In Construction: Anchoring Innovation in Santa Clara
Before walls could rise on a new global tech headquarters in Santa Clara, California, LPA’s team had to solve a complicated problem: anchoring the five-story, 350,000-square-foot office/lab/data center building within its one-story underground parking garage while resisting the buoyance of nearly 15 feet of marshland-saturated soil.
A standard deep pile foundation system wasn’t ideal due to the soft ground conditions and high water table. Structural engineers, architects, soil engineers, materials specialists, the construction teams and a host of collaborators worked the issues. “At every step we evaluated the effects on the building macrostructure and waterproofing systems, as well as the carbon impact of each option,” structural Project Manager Daniel Stone says.
Ultimately, they settled on a solid 3-foot-thick mat slab spanning the entire 100,000-square-foot subterranean garage footprint. Engineered from a specially developed low-carbon concrete mix, which significantly reduced the project’s embodied carbon, the slab supports the structure above and counters buoyant forces below in the high-water-table conditions.

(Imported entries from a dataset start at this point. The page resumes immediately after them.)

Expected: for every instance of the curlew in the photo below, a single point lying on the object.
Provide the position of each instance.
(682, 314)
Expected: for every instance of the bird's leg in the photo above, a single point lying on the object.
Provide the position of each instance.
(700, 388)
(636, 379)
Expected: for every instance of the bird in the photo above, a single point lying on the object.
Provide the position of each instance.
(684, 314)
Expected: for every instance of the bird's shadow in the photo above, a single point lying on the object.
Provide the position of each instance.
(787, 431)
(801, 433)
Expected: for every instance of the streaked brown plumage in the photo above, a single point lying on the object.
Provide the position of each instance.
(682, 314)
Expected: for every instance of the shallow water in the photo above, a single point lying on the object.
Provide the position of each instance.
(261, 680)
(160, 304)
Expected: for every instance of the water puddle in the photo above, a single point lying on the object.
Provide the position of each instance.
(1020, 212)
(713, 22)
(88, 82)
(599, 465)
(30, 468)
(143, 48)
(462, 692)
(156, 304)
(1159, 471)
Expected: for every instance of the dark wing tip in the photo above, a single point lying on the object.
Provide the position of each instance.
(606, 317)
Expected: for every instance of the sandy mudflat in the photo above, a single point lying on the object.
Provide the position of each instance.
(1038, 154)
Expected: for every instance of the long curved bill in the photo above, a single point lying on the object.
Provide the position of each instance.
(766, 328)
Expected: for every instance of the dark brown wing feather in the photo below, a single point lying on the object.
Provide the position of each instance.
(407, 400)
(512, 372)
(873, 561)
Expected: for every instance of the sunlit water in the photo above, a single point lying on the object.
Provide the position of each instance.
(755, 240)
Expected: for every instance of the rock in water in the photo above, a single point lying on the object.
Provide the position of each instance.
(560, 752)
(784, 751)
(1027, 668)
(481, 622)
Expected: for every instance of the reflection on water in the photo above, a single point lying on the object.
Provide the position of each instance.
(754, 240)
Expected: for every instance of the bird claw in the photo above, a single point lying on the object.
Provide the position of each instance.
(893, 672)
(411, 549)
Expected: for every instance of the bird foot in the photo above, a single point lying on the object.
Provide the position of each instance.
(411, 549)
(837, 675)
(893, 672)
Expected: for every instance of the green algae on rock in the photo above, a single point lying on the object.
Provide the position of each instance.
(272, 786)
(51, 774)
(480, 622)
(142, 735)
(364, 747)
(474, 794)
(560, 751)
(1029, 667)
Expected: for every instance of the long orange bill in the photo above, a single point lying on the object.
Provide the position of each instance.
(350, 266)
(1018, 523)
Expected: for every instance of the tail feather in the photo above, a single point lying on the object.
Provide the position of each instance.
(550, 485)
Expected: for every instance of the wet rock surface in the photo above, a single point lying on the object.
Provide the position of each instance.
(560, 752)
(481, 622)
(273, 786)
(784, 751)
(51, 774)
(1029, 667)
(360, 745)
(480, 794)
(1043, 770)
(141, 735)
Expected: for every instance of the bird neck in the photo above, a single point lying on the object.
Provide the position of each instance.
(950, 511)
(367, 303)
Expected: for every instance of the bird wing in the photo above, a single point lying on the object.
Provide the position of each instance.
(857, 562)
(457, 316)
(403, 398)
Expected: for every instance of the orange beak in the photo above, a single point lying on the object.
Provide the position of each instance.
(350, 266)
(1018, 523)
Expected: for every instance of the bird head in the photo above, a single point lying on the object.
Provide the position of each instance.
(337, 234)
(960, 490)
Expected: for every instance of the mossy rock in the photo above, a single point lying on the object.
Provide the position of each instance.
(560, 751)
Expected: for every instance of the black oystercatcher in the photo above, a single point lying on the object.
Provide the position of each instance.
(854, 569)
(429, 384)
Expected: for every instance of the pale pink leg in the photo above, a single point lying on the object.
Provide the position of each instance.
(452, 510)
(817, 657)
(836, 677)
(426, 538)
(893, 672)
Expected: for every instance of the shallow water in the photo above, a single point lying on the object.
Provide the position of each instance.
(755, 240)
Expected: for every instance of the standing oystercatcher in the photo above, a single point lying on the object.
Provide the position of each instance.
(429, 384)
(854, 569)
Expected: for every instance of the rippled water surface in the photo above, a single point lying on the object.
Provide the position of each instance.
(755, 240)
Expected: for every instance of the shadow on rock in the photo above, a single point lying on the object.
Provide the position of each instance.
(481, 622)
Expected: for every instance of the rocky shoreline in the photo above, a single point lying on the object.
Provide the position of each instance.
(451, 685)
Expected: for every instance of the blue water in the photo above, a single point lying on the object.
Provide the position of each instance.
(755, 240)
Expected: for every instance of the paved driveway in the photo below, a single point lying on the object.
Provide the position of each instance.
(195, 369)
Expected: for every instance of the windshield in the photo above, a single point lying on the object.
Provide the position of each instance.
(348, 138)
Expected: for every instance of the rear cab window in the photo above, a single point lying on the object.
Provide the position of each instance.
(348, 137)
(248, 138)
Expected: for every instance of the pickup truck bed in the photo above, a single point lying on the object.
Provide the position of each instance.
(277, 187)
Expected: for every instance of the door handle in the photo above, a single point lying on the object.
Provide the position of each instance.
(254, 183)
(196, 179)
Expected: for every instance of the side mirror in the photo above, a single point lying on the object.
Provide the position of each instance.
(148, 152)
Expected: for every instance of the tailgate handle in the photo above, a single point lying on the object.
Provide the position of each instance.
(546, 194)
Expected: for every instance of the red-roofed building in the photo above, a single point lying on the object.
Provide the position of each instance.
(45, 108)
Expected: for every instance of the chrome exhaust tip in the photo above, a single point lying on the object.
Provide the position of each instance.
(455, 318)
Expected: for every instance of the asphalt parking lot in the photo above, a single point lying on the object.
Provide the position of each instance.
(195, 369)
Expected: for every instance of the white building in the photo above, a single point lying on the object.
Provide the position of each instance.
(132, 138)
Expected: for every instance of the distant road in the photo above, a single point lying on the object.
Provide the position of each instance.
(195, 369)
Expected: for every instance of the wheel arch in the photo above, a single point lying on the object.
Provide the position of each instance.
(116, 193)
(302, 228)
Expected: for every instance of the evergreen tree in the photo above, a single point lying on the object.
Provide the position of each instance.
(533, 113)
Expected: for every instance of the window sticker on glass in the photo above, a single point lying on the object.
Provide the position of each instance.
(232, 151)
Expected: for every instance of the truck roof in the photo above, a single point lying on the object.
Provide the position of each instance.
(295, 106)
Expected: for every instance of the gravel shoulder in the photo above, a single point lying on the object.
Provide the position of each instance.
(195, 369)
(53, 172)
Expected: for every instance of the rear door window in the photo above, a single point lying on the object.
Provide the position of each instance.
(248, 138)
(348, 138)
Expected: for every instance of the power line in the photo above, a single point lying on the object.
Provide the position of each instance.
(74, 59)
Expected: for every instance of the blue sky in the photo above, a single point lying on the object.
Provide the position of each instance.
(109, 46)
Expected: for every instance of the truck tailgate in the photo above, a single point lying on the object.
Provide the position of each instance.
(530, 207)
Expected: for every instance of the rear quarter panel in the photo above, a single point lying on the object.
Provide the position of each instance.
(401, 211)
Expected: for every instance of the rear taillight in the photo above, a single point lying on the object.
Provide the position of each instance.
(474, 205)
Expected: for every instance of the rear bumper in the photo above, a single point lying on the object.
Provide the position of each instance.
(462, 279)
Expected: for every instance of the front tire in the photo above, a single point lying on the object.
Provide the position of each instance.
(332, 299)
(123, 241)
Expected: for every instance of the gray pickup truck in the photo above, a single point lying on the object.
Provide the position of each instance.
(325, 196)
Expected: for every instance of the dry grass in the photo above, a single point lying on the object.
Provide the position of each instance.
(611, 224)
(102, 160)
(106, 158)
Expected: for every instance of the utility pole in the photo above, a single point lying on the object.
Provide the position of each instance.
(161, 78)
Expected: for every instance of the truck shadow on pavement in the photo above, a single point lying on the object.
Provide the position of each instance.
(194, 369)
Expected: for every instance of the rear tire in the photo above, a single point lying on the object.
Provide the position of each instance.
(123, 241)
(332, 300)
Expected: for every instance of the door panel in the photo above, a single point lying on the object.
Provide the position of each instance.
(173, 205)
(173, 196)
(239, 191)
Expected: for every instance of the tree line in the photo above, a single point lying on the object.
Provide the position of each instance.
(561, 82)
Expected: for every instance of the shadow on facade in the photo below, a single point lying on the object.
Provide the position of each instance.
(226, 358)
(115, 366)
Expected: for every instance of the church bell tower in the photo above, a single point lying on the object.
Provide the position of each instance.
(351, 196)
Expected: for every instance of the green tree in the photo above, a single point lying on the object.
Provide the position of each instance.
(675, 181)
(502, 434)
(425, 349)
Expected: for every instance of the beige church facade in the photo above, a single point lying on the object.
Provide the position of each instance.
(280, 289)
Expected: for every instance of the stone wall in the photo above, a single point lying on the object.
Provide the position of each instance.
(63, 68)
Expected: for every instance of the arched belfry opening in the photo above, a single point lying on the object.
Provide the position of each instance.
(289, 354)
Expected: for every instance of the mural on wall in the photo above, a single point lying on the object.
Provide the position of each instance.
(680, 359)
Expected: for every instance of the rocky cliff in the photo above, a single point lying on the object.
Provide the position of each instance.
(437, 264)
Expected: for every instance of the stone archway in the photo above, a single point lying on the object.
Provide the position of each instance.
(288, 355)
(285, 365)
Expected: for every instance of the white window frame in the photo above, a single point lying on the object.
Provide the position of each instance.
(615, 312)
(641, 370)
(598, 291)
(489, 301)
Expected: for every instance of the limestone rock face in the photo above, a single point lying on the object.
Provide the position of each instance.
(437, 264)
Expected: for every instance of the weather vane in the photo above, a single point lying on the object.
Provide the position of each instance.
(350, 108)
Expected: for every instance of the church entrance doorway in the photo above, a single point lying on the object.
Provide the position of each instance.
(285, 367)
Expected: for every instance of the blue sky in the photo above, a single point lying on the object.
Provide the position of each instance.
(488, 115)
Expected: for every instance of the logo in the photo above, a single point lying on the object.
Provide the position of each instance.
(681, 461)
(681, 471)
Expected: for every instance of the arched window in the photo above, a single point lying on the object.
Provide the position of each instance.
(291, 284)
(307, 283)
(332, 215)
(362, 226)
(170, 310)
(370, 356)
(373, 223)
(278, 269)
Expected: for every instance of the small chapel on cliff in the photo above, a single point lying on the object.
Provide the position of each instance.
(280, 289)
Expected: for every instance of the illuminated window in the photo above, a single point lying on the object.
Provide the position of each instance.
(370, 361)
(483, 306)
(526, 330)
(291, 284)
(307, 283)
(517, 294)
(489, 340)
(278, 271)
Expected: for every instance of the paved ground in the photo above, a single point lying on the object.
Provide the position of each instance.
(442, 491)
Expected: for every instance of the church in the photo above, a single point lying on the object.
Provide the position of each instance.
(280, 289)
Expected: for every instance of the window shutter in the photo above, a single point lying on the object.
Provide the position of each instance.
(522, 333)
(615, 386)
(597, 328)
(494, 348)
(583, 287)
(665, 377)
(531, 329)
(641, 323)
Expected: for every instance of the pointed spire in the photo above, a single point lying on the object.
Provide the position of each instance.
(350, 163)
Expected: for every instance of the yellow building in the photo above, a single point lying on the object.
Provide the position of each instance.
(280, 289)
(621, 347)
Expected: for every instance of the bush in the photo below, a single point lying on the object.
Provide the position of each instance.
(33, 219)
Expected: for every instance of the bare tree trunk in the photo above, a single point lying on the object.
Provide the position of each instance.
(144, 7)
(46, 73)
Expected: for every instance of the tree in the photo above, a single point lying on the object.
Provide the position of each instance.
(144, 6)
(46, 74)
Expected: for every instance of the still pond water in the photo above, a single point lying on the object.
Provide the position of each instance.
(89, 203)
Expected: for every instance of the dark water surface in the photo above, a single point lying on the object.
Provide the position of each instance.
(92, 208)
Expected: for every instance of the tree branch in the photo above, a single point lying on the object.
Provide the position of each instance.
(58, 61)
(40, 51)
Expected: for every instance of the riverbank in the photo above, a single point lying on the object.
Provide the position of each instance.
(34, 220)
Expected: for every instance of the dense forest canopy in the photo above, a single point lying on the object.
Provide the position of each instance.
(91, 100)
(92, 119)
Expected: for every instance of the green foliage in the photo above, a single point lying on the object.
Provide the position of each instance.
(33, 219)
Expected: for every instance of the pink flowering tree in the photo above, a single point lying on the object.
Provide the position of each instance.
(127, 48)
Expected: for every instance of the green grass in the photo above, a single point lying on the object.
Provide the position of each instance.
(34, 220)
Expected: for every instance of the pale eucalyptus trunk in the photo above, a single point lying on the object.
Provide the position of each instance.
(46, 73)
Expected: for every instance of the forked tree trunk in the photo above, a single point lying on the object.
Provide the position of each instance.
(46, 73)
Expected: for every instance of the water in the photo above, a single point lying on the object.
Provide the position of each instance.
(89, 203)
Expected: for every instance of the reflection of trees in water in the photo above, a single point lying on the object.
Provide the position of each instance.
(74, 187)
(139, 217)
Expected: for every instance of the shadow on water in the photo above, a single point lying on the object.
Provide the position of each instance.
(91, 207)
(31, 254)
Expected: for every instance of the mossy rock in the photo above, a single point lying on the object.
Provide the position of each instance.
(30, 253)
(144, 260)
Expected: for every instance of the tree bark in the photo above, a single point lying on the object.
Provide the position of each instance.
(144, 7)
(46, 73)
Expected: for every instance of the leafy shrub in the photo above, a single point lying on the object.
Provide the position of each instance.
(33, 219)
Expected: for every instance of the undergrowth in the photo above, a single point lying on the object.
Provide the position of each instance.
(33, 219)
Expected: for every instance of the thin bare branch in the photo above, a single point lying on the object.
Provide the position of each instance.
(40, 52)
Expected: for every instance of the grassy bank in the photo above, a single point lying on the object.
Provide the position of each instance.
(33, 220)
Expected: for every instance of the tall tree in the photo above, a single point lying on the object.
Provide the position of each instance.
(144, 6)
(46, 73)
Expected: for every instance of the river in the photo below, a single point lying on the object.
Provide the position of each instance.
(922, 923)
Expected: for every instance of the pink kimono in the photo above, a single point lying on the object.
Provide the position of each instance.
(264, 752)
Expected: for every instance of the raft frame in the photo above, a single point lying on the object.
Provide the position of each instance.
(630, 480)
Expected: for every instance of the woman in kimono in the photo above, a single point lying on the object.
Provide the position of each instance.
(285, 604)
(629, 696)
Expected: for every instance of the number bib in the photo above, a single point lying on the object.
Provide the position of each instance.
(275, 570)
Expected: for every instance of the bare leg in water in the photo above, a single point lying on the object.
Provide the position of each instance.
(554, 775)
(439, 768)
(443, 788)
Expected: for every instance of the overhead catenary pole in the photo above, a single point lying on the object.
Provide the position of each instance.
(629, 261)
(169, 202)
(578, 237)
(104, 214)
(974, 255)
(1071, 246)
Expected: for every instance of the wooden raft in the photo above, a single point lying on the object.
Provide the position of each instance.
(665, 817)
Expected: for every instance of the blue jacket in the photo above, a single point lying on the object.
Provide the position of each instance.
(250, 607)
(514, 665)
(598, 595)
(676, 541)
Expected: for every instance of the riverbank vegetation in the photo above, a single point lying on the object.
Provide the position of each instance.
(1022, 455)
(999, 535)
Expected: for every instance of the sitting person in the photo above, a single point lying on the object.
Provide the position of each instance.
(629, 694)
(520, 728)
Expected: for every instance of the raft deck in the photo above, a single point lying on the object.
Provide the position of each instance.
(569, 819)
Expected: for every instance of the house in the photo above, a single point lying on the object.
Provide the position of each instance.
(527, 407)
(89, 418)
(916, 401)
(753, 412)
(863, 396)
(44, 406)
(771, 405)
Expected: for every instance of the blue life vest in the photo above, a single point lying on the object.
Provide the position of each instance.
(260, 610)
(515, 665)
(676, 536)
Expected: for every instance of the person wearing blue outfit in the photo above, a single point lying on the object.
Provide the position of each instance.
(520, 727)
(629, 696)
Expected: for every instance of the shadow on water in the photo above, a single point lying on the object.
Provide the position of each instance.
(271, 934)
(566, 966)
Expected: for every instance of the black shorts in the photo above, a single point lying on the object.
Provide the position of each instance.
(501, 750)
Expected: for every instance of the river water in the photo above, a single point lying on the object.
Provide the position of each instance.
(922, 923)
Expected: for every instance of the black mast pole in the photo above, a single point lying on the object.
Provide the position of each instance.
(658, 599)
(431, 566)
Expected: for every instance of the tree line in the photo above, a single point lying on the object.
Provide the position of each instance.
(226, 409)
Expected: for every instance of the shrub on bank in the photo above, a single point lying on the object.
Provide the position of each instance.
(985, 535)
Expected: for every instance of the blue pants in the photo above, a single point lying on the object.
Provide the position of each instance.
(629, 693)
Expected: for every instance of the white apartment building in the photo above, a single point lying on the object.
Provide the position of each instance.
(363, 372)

Pouring the slab was an event. This mat slab “bathtub” covered an area the size of eight Olympic swimming pools and required more than 12,000 cubic yards of concrete. Weeks of preparation were required before the pour. “All the waterproofing layers, rebar, electrical conduit, drainpipes and sump pumps had to be carefully installed and inspected before being completely and simultaneously encased within this mammoth slab,” says Project Architect Erik Holliday. When the time came, the concrete was delivered by more than 1,000 trucks arriving in carefully controlled intervals over three days, a tightly choreographed dance to lay the foundation for the innovative new facility.